Después del golpe y trauma, ayer 7 de noviembre, brotó la histeria colectiva, falsas alarmas, rumores malignos, caravanas de gente desalojando barrios secos. Parece, me dice una amiga, una película del fin del mundo. El fin del mundo tiene su historia, sin embargo. Vade retro.

La Naturaleza por supuesto no tiene culpa. Ni para el caso la pobre gente que no haya para donde agarrar y se pone en el camino de su fuerza. Menos la presunta deidad que permite el mal ¿Cuál natural? Ni todo es culpa del actual ejecutivo.
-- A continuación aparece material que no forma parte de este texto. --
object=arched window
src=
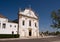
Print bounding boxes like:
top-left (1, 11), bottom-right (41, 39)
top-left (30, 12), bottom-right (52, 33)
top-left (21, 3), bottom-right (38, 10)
top-left (22, 20), bottom-right (25, 26)
top-left (29, 20), bottom-right (31, 26)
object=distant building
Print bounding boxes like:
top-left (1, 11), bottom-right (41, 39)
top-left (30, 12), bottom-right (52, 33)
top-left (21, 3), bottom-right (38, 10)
top-left (0, 8), bottom-right (39, 37)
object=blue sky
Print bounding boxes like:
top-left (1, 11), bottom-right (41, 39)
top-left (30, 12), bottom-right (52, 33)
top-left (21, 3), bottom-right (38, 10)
top-left (0, 0), bottom-right (60, 31)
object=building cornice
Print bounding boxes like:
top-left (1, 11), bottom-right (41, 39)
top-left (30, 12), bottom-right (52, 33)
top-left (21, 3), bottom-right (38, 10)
top-left (19, 14), bottom-right (38, 20)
El estado cuyo fin primero y último según derecho natural es la salvaguarda de las vidas, cuenta con los recursos para ese fin. El de Honduras, dispone de organismos especiales con personal para contingencias, Copeco, Sinager, con equipos y dineros, estrategias y protocolos de emergencia. Asimismo, dispone de organismos como la Comisión del Valle de Sula encargada de la infraestructura, para la protección de los pobladores. Y los municipios tienen cada uno de ellos, mayormente el de San Pedro Sula, recursos para la emergencia, transportes, policías municipales, redes. Más sus ejecutivos solo a la foto llegan.
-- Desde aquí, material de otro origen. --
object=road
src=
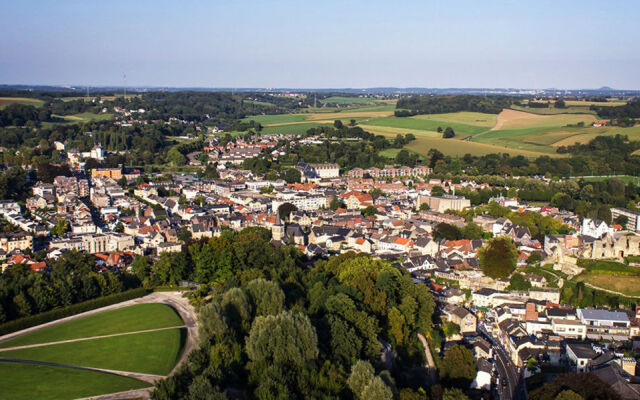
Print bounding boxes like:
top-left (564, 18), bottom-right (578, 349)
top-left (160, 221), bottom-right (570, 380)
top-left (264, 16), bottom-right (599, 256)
top-left (418, 333), bottom-right (437, 384)
top-left (478, 326), bottom-right (527, 400)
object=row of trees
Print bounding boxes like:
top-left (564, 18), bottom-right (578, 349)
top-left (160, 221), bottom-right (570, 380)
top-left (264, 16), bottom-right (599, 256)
top-left (0, 251), bottom-right (140, 322)
top-left (395, 94), bottom-right (513, 117)
top-left (147, 228), bottom-right (444, 399)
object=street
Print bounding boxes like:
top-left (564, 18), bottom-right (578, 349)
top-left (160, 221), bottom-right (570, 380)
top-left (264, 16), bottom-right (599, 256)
top-left (478, 326), bottom-right (527, 400)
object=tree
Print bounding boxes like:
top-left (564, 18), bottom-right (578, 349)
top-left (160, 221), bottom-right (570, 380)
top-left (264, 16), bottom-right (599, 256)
top-left (433, 222), bottom-right (462, 240)
top-left (247, 278), bottom-right (284, 316)
top-left (176, 226), bottom-right (191, 243)
top-left (360, 376), bottom-right (393, 400)
top-left (440, 344), bottom-right (477, 389)
top-left (51, 218), bottom-right (71, 236)
top-left (613, 215), bottom-right (629, 228)
top-left (278, 203), bottom-right (298, 221)
top-left (167, 147), bottom-right (187, 166)
top-left (508, 273), bottom-right (531, 291)
top-left (462, 222), bottom-right (484, 239)
top-left (478, 236), bottom-right (518, 278)
top-left (347, 360), bottom-right (374, 399)
top-left (198, 303), bottom-right (229, 341)
top-left (362, 206), bottom-right (378, 217)
top-left (442, 388), bottom-right (469, 400)
top-left (442, 322), bottom-right (460, 338)
top-left (527, 358), bottom-right (538, 374)
top-left (246, 312), bottom-right (318, 368)
top-left (329, 196), bottom-right (342, 211)
top-left (487, 201), bottom-right (511, 218)
top-left (280, 168), bottom-right (302, 183)
top-left (556, 390), bottom-right (584, 400)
Una apología del gobierno alega hoy que el sistema debió haber funcionado, con los desagües y el Canal Maya, pero habrían sufrido abusos, daños, los bordos y les faltó el mantenimiento. Pero entonces ¿quién era el encargado de protegerlos contra abusos y daños? ¿Quién debía darles mantenimiento?

Durante décadas después de construir los bordos en los 70s, gobiernos débiles e improvisados, huérfanos de confianza pública, para compensar, han permitido el uso irracional del suelo. Para invasiones y urbanizaciones sin protección en geografías vulnerables o directamente expuestas y sistemas de drenaje que se dañaron para diversos fines. El gobierno fomentó la invasión de bordos y terrenos que habían sido lagunas, cuyos pobladores lógicamente taponearon los drenajes que confluyen en su vecindad, lo cual pone en riesgo a los demás, pero no los salva a ellos y ahí están bajo el agua. Los ediles dieron licencias a contribuyentes inescrupulosos que incluso dragaron bordos para vender material.

¿Procede una demanda internacional contra el etnocida que incumplió su obligación de salvaguardar las vidas de sus paisanos?